How Glasses Make a Difference

Sadam Hussain, 27, a lab technician prepares lenses at the Optical Lab established with the support of CBM at the Sindh Institute of Ophthalmology & Visual Sciences in Pakistan. CBM's approach and programmatic work in eye care, in partnership with others, is to improve access to inclusive, comprehensive and integrated eye health services in Pakistan.

The CBM initiative 'We Light Up Eyes' through Essilor and the Vision Catalyst Fund provides people in Pakistan with glasses delivered by SIOVS.

The people in the stories were provided with get glasses by the CBM initiative 'We Light Up Eyes' through Essilor and the Vision Catalyst Fund and delivered through SIOVS.

Glasses are cheap and readily available. They make the difference between being able to work or not. They enable you to support yourself and participate in life as you should be able to. No one should have to struggle to get them.


As a Head Police Constable, Mr Mashooq Ali Solangi from Sindh, Paksitan, relies on his vision.

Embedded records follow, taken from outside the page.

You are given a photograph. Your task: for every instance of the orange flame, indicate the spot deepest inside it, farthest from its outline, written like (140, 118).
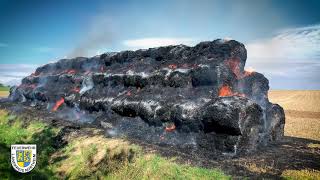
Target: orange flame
(35, 74)
(234, 65)
(32, 86)
(101, 69)
(75, 89)
(58, 104)
(170, 128)
(70, 71)
(128, 93)
(248, 72)
(172, 66)
(225, 90)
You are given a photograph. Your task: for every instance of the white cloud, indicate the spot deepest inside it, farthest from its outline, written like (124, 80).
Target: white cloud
(3, 45)
(44, 49)
(11, 74)
(156, 42)
(290, 59)
(293, 44)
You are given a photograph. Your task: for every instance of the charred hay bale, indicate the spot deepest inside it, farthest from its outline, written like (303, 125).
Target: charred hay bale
(275, 119)
(202, 90)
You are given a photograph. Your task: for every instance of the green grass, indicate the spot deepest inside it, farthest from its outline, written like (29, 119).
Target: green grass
(87, 157)
(4, 88)
(14, 130)
(306, 174)
(156, 167)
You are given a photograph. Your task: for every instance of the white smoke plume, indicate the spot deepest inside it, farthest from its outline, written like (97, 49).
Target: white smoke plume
(101, 32)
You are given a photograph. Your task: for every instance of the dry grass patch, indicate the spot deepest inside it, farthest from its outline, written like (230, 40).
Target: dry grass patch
(308, 128)
(306, 174)
(4, 93)
(296, 100)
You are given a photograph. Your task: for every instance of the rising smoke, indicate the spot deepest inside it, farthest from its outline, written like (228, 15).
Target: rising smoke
(100, 33)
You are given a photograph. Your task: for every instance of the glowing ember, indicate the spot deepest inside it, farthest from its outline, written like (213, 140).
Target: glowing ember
(58, 104)
(185, 65)
(128, 93)
(234, 65)
(87, 72)
(35, 74)
(70, 71)
(32, 86)
(173, 66)
(101, 69)
(248, 72)
(76, 90)
(225, 91)
(170, 128)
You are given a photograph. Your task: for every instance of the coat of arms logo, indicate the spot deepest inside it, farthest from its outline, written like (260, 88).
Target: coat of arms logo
(23, 157)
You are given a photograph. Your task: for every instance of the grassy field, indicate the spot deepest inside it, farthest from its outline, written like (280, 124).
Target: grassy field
(302, 109)
(87, 157)
(4, 91)
(89, 154)
(4, 94)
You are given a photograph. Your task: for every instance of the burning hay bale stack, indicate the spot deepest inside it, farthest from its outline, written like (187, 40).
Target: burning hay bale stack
(194, 97)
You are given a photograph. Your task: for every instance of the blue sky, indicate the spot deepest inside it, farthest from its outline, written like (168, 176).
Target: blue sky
(282, 36)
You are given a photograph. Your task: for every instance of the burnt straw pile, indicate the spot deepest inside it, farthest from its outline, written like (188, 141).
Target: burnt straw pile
(187, 97)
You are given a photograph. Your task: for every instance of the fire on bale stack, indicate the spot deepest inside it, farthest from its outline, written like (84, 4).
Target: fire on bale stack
(197, 97)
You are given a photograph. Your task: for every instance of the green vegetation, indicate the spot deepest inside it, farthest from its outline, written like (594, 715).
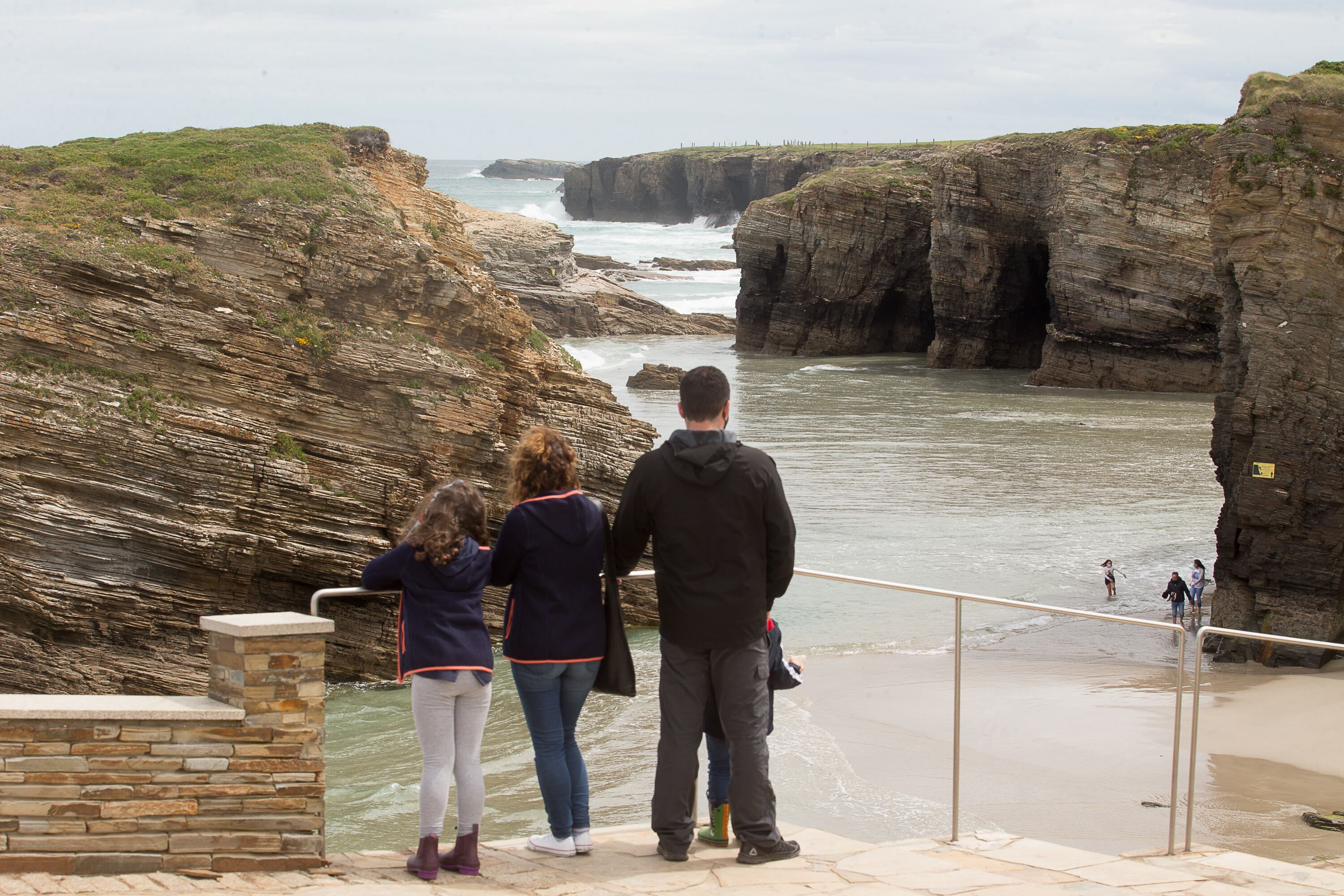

With parents, five children and four siblings to support with his salary, getting his eyes checked and buying glasses were not high on his list of priorities. So for three years he struggled with increasingly severe headaches. Reading documents, using his mobile phone or even reading a newspaper became problematic.

By chance, he heard about the Sindh Insitute of Ophthalmology and Visual Sciences (SIOVS) and decided to go for an eye examination. When it was indeed, shown that he needed glasses, he decided not to spend the money since there were so many other things he had to pay for.

It was only when he learned that he was eligible for free glasses under a programme administered by CBM, supported by Essilor and the Vision Catalyst Fund, and implemented delivered by SIOVS, that he agreed to be fitted for new glasses.

The clear vision has transformed his working life and he can now read a newspaper.

"I can now do my work more efficiently and read and sign documents without hesitation. I have recommended others to have their eyes checked."


Mrs Nanny has done fine embroidery on clothes and pillowcases all her life. Her skilled work enabled her to support herself and her family, but for the past six years, when her eyesight began to fail, she could barely thread a needle.

Not knowing where to go for help, she eventually went to the nearest hospital, but when she learned that there was no eye department there, she went home discouraged.

A relative who had heard about SIOVS gave her the money to travel there and she had her eyes tested. When she found that she needed glasses, she told the doctor that she could not get them because she could not afford them. She was delighted when she received free glasses.

Back at work, she reports;

"I feel that my vision is the same now as it was when I was young, and with the clear vision, my embroidery is the same as it was in the early days of my work."